# Last Passenger Run of the Day...



## Shawn Fields (Jan 2, 2008)

Well, Its been a long day of visiting and shopping at Bluestone Junction and as the day winds down and darkness falls, folks are boarding the last passenger run of the day to return to their homes. Here we see Warren getting his final orders of the day as well, once he's finished this run its back to the shops and then home for a little rest.  










...










And pulling away past the station while some stragglers wait for their Taxi. 










...


----------



## Stan Cedarleaf (Jan 2, 2008)

Very nice, Shawn..... Great mood and interest images...


----------



## Shawn Fields (Jan 2, 2008)

Thanks Stan


----------



## dawinter (Jan 2, 2008)

Kind'a feel I've seen that place somewhere before.

Great photos. I love 'em.

Dave


----------



## Shawn Fields (Jan 2, 2008)

Thanks Dave, do you think that you have seen this scene somewhere on the web or maybe a memory of yours?


----------



## jr747 (Feb 7, 2008)

Shawn,

Where did you get that telephone pole with the light on it in the second picture? That's a nice touch!

J.R.


----------



## aceinspp (Jan 2, 2008)

Nice shots Shawn. Great effects. Later RJD


----------



## vsmith (Jan 2, 2008)

Getting night shots on digital is a real PITA, nice pics.


----------



## Shawn Fields (Jan 2, 2008)

Posted By jr747 on 11/03/2008 1:09 PM
Shawn,

Where did you get that telephone pole with the light on it in the second picture? That's a nice touch!

J.R.


J.R.
Those are Bachmann Poles with Piko G wall mounted lights.

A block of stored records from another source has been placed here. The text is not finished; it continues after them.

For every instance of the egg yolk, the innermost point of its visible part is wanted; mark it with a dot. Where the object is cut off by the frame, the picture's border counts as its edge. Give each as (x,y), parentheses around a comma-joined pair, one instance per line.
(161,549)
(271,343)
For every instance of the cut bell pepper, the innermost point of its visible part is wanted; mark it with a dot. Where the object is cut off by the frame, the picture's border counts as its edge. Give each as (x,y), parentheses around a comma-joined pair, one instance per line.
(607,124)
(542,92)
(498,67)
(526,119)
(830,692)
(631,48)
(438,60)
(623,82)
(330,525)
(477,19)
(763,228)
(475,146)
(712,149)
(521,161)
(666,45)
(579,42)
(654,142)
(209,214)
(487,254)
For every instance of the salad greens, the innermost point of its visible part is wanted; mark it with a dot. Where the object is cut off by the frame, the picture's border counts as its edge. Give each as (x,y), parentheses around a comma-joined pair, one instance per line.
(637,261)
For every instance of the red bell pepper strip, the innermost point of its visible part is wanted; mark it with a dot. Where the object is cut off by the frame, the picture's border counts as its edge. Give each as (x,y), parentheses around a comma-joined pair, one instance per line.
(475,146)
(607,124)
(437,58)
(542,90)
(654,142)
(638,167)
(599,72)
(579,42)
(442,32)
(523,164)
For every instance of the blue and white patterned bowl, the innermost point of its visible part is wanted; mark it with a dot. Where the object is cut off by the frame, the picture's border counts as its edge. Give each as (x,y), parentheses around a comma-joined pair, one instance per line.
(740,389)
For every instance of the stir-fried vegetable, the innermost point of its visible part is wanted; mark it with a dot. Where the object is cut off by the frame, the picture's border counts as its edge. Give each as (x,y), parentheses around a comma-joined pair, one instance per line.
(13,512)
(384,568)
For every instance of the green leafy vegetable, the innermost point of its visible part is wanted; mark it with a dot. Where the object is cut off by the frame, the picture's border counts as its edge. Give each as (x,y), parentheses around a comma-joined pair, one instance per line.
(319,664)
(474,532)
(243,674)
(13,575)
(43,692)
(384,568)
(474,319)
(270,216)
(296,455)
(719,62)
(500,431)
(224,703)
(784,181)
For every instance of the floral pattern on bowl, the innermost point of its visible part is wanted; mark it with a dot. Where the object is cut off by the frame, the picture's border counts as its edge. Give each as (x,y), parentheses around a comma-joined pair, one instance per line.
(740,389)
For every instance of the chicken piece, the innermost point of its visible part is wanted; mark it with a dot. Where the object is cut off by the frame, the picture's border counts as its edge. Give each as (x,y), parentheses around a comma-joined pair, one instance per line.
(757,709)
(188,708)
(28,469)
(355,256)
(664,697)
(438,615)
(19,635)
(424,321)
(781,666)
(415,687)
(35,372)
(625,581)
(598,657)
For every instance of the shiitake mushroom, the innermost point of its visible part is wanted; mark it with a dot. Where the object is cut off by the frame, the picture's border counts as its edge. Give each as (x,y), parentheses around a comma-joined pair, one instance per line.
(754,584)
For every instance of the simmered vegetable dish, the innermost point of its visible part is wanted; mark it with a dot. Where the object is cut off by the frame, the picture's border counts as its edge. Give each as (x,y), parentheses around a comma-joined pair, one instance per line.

www.wholesaletrains.com/Detail.asp?ID=20012405


----------



## Shawn Fields (Jan 2, 2008)

Thanks R.J just dont get your sights and levels out to check the trackwork being to far away to safely load passengers....hey that 2x12 works fine

















Thanks VS, nite shots are a major PITA esp. with a digital. those few pics I posted are the only ones that turned out clear enough to make out what was going on.


----------



## aceinspp (Jan 2, 2008)

Shawn you lucked out for this year I finally ran out of travel funds







Later RJD


----------



## Shawn Fields (Jan 2, 2008)

whew, I guess I dodged a huge fine and I guess I now have a few months to get that trackwork staightened out then while you collect some fines form other railroads to build that travel fund back up, huh RJ?


----------



## Mike O (Jan 2, 2008)

Shawn, 

Very nicely staged. Thanks. 

Mike


----------



## Shawn Fields (Jan 2, 2008)

Thanks Mike


----------